Search code examples
pythonzeromqpyzmq

pyzmq context sometimes slow to initialize


I have recently started to use ZeroMQ and have observed that sometimes initialization of the ZeroMQ context can take as much as 40 seconds. Usually it's much faster than that.

Eg:

import zmq

# the next line will sometimes take 40 seconds
# or so but is usually near instantaneous
with zmq.Context.instance() as context:
    # connect / bind to socket, do stuff
    pass

This behaviour seems to be independent of whether or not I use a context manager, eg the following behaves the same as the above:

import zmq

# the next line will sometimes take 40 seconds
# or so but is usually near instantaneous
context = zmq.Context.instance()

# connect / bind to socket, do stuff

context.term()

This is running in Python 3.6.8 on Ubuntu 18.04.2

I haven't been able to establish any pattern to the slowdowns.

What are the possible causes of this behaviour?

Update

Per @user3666197 suggestion, I took some timings and managed to get the slowdown to manifest on the second run.
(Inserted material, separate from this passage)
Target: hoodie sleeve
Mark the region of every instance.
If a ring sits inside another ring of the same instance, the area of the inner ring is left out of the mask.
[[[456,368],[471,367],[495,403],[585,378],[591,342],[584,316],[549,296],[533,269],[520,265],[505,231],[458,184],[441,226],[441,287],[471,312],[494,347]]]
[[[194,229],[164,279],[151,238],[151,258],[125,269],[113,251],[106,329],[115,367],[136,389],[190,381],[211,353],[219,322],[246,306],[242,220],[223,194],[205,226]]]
Things returned to "normal" after that.

The slowdown kicked in on the second run of the test script:

 = zmq.Context()] took +      704 [us] to execute
 1.~                          704  us
 2.~                  131 766 816  us
 3.~                          145  us
 4.~                          137  us

Watching memory on htop at the time did not show memory filling up at all but swap was already active.

Update 2

Using a pruned-down version of @user3666197's suggested script:

import sys

import zmq
clock = zmq.Stopwatch()

clock.start()
foo = zmq.Context()
bar = clock.stop()
print("{0:>2s}: {1:>9d}".format(sys.argv[1], bar))
foo.term()

And calling it in a loop, eg:

for x in $(seq 1 20);
do python3 test.zmq.py $x;
done

I can repeat the issue on the original server but have yet to hit it on another server, which suggests an environmental issue (or something to do with the specific distro version and/or python version as the "good" server is older).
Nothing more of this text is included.